At our lunch stop, we received an unexpected boon…the guides offered to transport up to five kilos of gear on the pack horse that was carrying the groups equipment, per person. This, for the metric illiterate, is about eight pounds. And this, for the hiking illiterate, is the best news EVER. Eight pounds off my back! For the hardcore hikers out there, I know you are going to say its cheating but…hey, it ain’t cheatin’, it’s making use of OUR bleeping hired horse. At any rate, gear was taken out of the pack and went to the horse (of course, of course) and I felt so much lighter.
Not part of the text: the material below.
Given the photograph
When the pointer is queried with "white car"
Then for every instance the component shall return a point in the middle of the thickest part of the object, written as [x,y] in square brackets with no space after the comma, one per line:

And it was a good thing…the path began to angle steadily upward, never steep but as it gained altitude my head started to feel…less clear. And Sylvia and I began to fall further and further behind the rest of the group. Ahead, ominous looking snow-capped peaks appeared from behind curtains of gray clouds, while all around us the landscape transformed from lush jungle to bleak high scrub. We had come to the high country.
I began to sicken…suddenly I was chilled, and seeing double. I donned all my layers and went to zip up my jacket…hard to do when you see two sets of zippers. Oddly at this moment, a squad of fast moving, unencumbered hikers zipped merrily by, bells tied to their hiking poles jangling. They were headed for a high priced high lodge with spacious accommodations. Meanwhile, I could barely stand.
I blundered forward after Sylvia, nauseous and dizzy. Step by step by hard step. I stumbled through a rocky area, where finally I bent over and retched forth lunch. Looking up I saw three locals unloading a pickup truck, ignoring me. Beyond this, atop a low rise, a large pavilion had been set up. I stumbled towards it, passing milling sheep, cows and tourists. And there to great us was Willie the guide…I had reached our nights destination, alive.
But not in good shape. Our ‘hotel’ was basically a vast billowing tent, inside which were smaller tents. We crawled into ours, me shivering, and I immediately went to sleep. Soon, a guide stopped by with a cup of coca leaf tea for each of us. Coca, the active ingredient in cocaine, helps mollify the symptoms of AMS (acute mountain sickness) which I was certainly suffering from. In an hour or so I was well enough to rise and get some dinner, but I was openly speculating on whether I could handle what lay ahead. We had done a hard day’s hike, and were camped at nearly 12,000 feet, but tomorrow we had to go another 20 or so kilometers, and cross the high point of the entire trip…the pass of Salkantay, more than a thousand meters above where we were now. If I had struggled today, what would tomorrow bring? I decided to rest on the question. After dinner I retired to my sleeping bag, and, listening to the wind, the howls of wild dogs, and the periodic barfing of European trekkers, fell into an uneasy sleep.